To put a quadratic function in standard form, you'll need to rearrange it so that it is written as a trinomial in descending order of the exponents.
In this case, the given quadratic function is f(x) = x^2 - 2x - 15.
To put it in standard form, you'll start by rearranging the terms in descending order of exponents:
f(x) = x^2 - 2x - 15
Standard form: f(x) = ax^2 + bx + c, where a, b, and c are constants.
Comparing it to the standard form, we can identify a = 1, b = -2, and c = -15.
So, the standard form of the given quadratic function f(x) = x^2 - 2x - 15 is f(x) = 1x^2 - 2x - 15.
To find the x-intercepts of a quadratic function, you need to set f(x) equal to zero and solve for x:
1x^2 - 2x - 15 = 0
To factor or solve the equation, you can use various methods like factoring, quadratic formula, or completing the square.
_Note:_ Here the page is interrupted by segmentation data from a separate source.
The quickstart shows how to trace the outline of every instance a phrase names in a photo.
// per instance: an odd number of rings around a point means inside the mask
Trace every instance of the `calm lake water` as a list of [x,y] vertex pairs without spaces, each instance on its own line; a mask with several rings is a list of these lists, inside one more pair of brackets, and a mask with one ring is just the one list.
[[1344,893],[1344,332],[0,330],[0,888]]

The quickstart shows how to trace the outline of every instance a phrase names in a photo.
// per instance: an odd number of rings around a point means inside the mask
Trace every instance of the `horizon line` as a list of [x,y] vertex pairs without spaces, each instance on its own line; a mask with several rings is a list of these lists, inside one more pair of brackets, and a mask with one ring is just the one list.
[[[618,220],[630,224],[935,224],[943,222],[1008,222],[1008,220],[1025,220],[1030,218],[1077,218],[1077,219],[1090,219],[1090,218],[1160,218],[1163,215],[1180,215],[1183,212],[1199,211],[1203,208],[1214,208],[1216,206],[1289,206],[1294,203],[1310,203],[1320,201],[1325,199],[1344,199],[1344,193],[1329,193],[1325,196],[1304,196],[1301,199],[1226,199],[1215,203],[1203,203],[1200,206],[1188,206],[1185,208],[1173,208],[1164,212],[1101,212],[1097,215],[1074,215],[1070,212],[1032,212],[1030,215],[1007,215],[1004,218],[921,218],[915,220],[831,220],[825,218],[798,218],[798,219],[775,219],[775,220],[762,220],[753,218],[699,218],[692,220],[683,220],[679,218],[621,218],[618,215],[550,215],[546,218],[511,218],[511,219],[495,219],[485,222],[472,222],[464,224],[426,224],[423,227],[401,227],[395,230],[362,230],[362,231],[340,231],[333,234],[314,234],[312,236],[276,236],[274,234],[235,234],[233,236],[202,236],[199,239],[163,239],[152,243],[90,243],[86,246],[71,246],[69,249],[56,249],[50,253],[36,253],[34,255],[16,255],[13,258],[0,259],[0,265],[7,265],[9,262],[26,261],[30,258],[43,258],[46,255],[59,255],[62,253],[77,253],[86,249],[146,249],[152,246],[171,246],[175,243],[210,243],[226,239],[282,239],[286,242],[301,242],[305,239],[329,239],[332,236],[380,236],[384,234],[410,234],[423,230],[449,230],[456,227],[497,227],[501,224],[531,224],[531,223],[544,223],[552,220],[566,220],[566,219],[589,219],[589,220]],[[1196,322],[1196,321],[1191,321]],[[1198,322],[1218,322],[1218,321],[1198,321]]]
In this case, factoring is the most straightforward approach.
(x - 5)(x + 3) = 0
Setting each factor equal to zero:
x - 5 = 0 => x = 5
x + 3 = 0 => x = -3
Thus, the x-intercepts are x = 5 and x = -3.
To find the y-intercept, you need to evaluate the function when x is zero (f(0)):
f(0) = 1(0)^2 - 2(0) - 15
f(0) = -15
Therefore, the y-intercept is y = -15.